Les tribunaux d’arbitrage ont élargi le champ d’interprétation de l’obligation de loyauté. Par exemple, bien qu’un salarié témoin d’une infraction à un règlement d’entreprise ne soit pas absolument tenu de dénoncer ses collègues, il doit par contre, de par son obligation de loyauté envers l’employeur, donner l’exemple et refuser de contribuer de quelque façon à la perpétration de l’infraction ou d’y être associé, ne serait-ce qu’en apportant son aide au salarié qui s’apprête à enfreindre un règlement, en particulier lorsque les salariés travaillent sans supervision immédiate.[13] Dans l’affaire Provigo Distribution inc. (Maxi St-Léonard) et Syndicat international des travailleurs et travailleuses unis de l’alimentation et du commerce, section locale 500[14], un employé est congédié pour avoir participé à un réseau de vol de marchandises dans un dépanneur. La preuve est contradictoire et ne peut être concluante quant à la participation de ce dernier au vol. Malgré tout, l’arbitre statue ainsi :

« Même si l’arbitre peut admettre que Jean Lajoie [l’employé] n’était pas tenu de dénoncer ses compagnons de travail, il n’en demeure pas moins qu’il devait se dissocier de leur comportement fautif pour éviter d’être impliqué dans le complot du groupe. »[15]

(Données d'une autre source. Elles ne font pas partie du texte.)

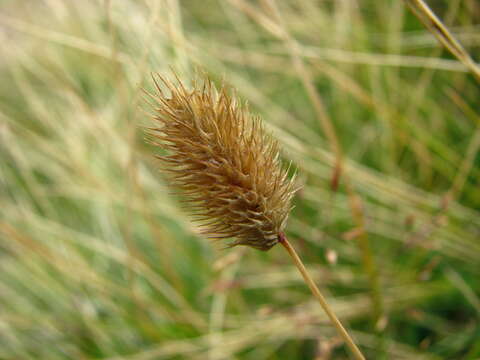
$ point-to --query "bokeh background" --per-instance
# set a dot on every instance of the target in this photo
(99, 261)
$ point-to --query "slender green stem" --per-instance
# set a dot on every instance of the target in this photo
(320, 298)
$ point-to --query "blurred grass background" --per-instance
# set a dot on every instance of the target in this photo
(98, 261)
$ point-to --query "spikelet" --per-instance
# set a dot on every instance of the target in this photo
(223, 162)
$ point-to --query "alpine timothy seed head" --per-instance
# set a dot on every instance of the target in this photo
(221, 159)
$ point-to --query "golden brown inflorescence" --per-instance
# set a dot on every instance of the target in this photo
(223, 162)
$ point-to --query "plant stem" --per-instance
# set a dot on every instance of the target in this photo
(321, 299)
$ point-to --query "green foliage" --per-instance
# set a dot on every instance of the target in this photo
(98, 260)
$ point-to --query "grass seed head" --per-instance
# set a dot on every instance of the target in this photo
(224, 163)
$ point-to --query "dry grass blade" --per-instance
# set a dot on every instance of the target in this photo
(441, 32)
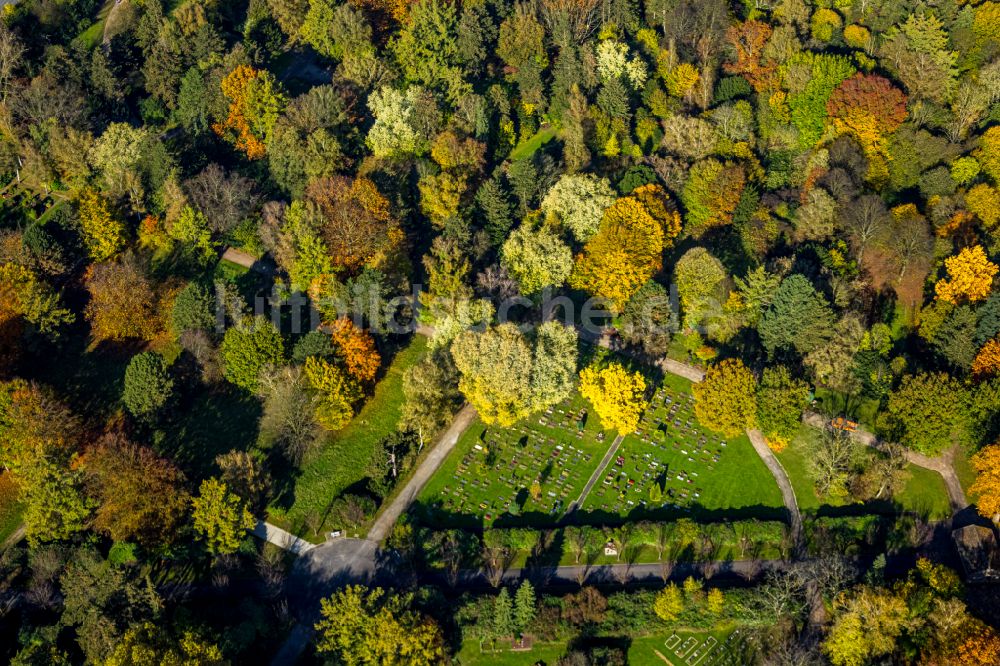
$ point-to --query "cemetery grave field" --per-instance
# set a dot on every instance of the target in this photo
(696, 473)
(488, 478)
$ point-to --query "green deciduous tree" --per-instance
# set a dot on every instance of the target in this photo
(148, 386)
(141, 496)
(55, 506)
(929, 413)
(372, 626)
(536, 258)
(700, 278)
(579, 202)
(505, 379)
(219, 517)
(726, 400)
(798, 317)
(781, 399)
(248, 348)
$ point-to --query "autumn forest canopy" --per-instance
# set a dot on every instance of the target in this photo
(796, 203)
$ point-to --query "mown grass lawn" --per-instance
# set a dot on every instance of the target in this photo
(795, 460)
(540, 653)
(652, 650)
(93, 35)
(341, 463)
(528, 147)
(925, 494)
(10, 508)
(703, 475)
(487, 478)
(642, 650)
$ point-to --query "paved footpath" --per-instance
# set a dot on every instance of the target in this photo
(781, 477)
(612, 450)
(382, 527)
(281, 538)
(943, 465)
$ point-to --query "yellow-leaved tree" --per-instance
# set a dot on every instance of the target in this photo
(970, 277)
(103, 233)
(726, 400)
(987, 361)
(624, 254)
(618, 395)
(987, 485)
(338, 392)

Une fois que l’employé a signalé à l’employeur une situation particulière impliquant un de ses collègues, il doit, même s’il n’a pas l’obligation de dénoncer ses collègues, aider l’employeur à remplir son obligation de protéger les personnes en cause.[16] Une dénonciation partielle emporte donc l’obligation de prêter son concours à l’employeur dans la tenue de son enquête.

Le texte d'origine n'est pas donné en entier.